Experts and the EPA recommend mitigation for indoor levels higher than 4 pCi/l. It’s difficult and not especially cost effective to reduce levels below 2 pCi/l. Levels between 2 and 4 pCi/l are a grey area: if smokers or young children live in the house, err on the side of mitigation. Due to settling, newly built homes may require phased mitigation unless mitigation systems were installed during construction.
Fortunately, radon gas concentrations disperse quickly with good ventilation and there are several active and passive methods to prevent the gas from entering your home. Depending on a variety of factors, mitigation system installation costs average just under $1,500 nationally, but can be more expensive. A certified mitigation expert will test and inspect your home before offering specific recommendations and quoting a price.
The Department of Housing and Urban Development offers a 203(k) mortgage financing program to buy and repair a new home.
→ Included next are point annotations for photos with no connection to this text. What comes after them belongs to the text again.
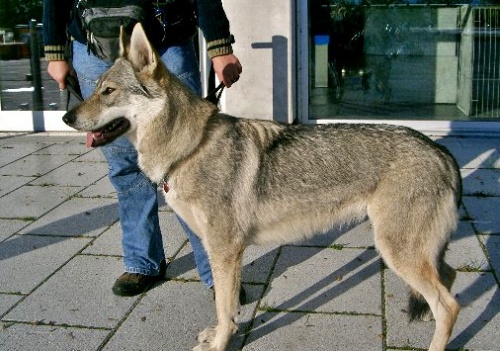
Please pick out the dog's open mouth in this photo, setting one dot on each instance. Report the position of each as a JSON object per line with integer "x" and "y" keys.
{"x": 108, "y": 133}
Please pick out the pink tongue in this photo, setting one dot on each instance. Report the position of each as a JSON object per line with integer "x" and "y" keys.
{"x": 91, "y": 138}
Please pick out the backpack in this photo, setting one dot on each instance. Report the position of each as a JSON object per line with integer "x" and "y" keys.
{"x": 101, "y": 21}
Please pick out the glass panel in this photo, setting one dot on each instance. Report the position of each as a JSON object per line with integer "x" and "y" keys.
{"x": 404, "y": 60}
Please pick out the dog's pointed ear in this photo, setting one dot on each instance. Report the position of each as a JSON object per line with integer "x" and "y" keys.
{"x": 140, "y": 52}
{"x": 124, "y": 42}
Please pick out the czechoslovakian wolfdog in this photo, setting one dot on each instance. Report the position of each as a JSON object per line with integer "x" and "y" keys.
{"x": 238, "y": 182}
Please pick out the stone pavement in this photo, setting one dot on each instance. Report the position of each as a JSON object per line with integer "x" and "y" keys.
{"x": 60, "y": 254}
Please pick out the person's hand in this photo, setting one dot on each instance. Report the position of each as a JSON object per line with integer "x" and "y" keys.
{"x": 58, "y": 70}
{"x": 227, "y": 68}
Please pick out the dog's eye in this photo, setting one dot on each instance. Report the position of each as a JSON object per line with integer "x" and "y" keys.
{"x": 108, "y": 91}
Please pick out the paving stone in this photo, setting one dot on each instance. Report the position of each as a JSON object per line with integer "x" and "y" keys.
{"x": 14, "y": 151}
{"x": 183, "y": 266}
{"x": 7, "y": 301}
{"x": 464, "y": 251}
{"x": 109, "y": 243}
{"x": 35, "y": 165}
{"x": 26, "y": 260}
{"x": 31, "y": 202}
{"x": 484, "y": 213}
{"x": 257, "y": 263}
{"x": 302, "y": 331}
{"x": 79, "y": 294}
{"x": 170, "y": 317}
{"x": 476, "y": 327}
{"x": 23, "y": 337}
{"x": 492, "y": 245}
{"x": 481, "y": 182}
{"x": 76, "y": 217}
{"x": 11, "y": 183}
{"x": 101, "y": 188}
{"x": 479, "y": 153}
{"x": 326, "y": 280}
{"x": 76, "y": 149}
{"x": 76, "y": 174}
{"x": 9, "y": 227}
{"x": 94, "y": 155}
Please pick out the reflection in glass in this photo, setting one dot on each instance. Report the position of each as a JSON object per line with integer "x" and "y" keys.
{"x": 405, "y": 60}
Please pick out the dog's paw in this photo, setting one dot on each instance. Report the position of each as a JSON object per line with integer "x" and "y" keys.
{"x": 207, "y": 336}
{"x": 206, "y": 339}
{"x": 427, "y": 317}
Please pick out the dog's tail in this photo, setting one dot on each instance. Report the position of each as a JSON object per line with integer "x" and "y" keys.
{"x": 418, "y": 308}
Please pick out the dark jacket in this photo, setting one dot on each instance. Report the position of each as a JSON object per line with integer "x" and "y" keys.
{"x": 57, "y": 23}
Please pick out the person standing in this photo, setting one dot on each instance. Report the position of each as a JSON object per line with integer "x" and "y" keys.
{"x": 144, "y": 258}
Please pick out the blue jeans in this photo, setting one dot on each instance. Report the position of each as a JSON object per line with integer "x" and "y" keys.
{"x": 137, "y": 195}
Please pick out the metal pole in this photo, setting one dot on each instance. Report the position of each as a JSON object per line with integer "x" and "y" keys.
{"x": 35, "y": 67}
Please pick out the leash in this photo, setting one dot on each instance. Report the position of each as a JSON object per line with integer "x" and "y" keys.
{"x": 214, "y": 95}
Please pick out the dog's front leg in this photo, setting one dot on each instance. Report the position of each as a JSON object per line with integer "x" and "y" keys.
{"x": 226, "y": 269}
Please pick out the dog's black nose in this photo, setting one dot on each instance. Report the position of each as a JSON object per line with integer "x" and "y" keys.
{"x": 69, "y": 118}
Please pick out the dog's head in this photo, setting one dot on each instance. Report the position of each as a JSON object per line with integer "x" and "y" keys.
{"x": 126, "y": 93}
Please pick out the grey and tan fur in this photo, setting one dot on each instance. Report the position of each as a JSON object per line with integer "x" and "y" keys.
{"x": 238, "y": 182}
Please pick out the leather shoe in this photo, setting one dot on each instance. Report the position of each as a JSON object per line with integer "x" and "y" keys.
{"x": 131, "y": 284}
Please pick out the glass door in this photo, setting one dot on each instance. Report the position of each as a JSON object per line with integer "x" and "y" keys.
{"x": 434, "y": 64}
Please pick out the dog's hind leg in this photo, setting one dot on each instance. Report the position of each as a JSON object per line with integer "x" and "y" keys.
{"x": 412, "y": 240}
{"x": 225, "y": 261}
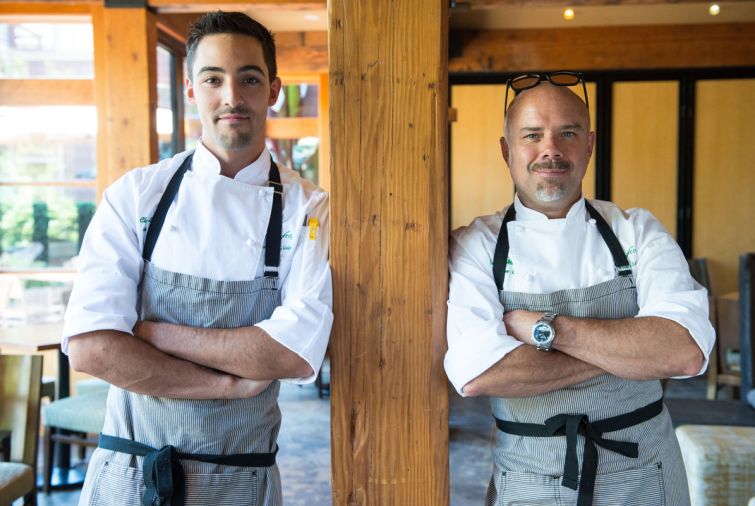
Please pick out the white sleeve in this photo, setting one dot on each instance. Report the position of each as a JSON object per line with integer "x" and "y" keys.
{"x": 109, "y": 268}
{"x": 665, "y": 287}
{"x": 477, "y": 337}
{"x": 303, "y": 320}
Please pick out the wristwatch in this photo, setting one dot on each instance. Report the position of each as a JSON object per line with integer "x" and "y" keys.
{"x": 543, "y": 332}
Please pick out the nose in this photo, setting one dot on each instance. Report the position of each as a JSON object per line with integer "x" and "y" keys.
{"x": 551, "y": 148}
{"x": 231, "y": 93}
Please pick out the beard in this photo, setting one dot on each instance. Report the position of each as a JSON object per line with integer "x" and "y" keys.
{"x": 235, "y": 138}
{"x": 550, "y": 189}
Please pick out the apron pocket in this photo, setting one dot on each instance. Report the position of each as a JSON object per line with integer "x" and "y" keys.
{"x": 223, "y": 489}
{"x": 117, "y": 485}
{"x": 643, "y": 485}
{"x": 527, "y": 489}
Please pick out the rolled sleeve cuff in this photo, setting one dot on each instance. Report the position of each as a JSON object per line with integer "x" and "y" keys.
{"x": 698, "y": 326}
{"x": 81, "y": 322}
{"x": 293, "y": 328}
{"x": 465, "y": 363}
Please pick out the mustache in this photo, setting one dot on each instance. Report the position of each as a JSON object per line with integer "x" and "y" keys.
{"x": 239, "y": 109}
{"x": 550, "y": 165}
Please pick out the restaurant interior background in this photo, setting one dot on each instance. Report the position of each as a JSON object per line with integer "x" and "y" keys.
{"x": 673, "y": 139}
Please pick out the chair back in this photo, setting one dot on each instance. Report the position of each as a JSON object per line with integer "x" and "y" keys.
{"x": 746, "y": 323}
{"x": 20, "y": 387}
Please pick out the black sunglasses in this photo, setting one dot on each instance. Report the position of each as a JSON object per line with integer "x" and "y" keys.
{"x": 560, "y": 78}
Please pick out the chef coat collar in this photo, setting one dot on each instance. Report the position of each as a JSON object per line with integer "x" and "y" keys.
{"x": 255, "y": 173}
{"x": 523, "y": 213}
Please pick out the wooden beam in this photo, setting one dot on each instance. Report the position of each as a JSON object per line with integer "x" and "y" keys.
{"x": 464, "y": 5}
{"x": 389, "y": 405}
{"x": 125, "y": 53}
{"x": 233, "y": 5}
{"x": 22, "y": 92}
{"x": 605, "y": 48}
{"x": 302, "y": 52}
{"x": 42, "y": 7}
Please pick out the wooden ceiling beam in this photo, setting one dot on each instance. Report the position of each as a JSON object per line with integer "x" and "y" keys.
{"x": 604, "y": 48}
{"x": 233, "y": 5}
{"x": 465, "y": 5}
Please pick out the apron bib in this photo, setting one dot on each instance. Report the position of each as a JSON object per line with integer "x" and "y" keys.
{"x": 197, "y": 452}
{"x": 605, "y": 441}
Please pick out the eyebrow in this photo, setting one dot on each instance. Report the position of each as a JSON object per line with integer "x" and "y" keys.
{"x": 245, "y": 68}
If eligible costs are $5,000 or more—not just radon mitigation, any qualified improvements— residential buyers can finance the expense.
HUD also makes Community Development Block Grants at a local level, as well as Environmental Justice Grants to local organizations or tribal governments representing people of color and low-income communities.
If you already own a home that needs mitigation, home equity loans can help defray costs. Radon systems are far more affordable than you might guess, however, and the added benefits of installing one make it well worth the investment.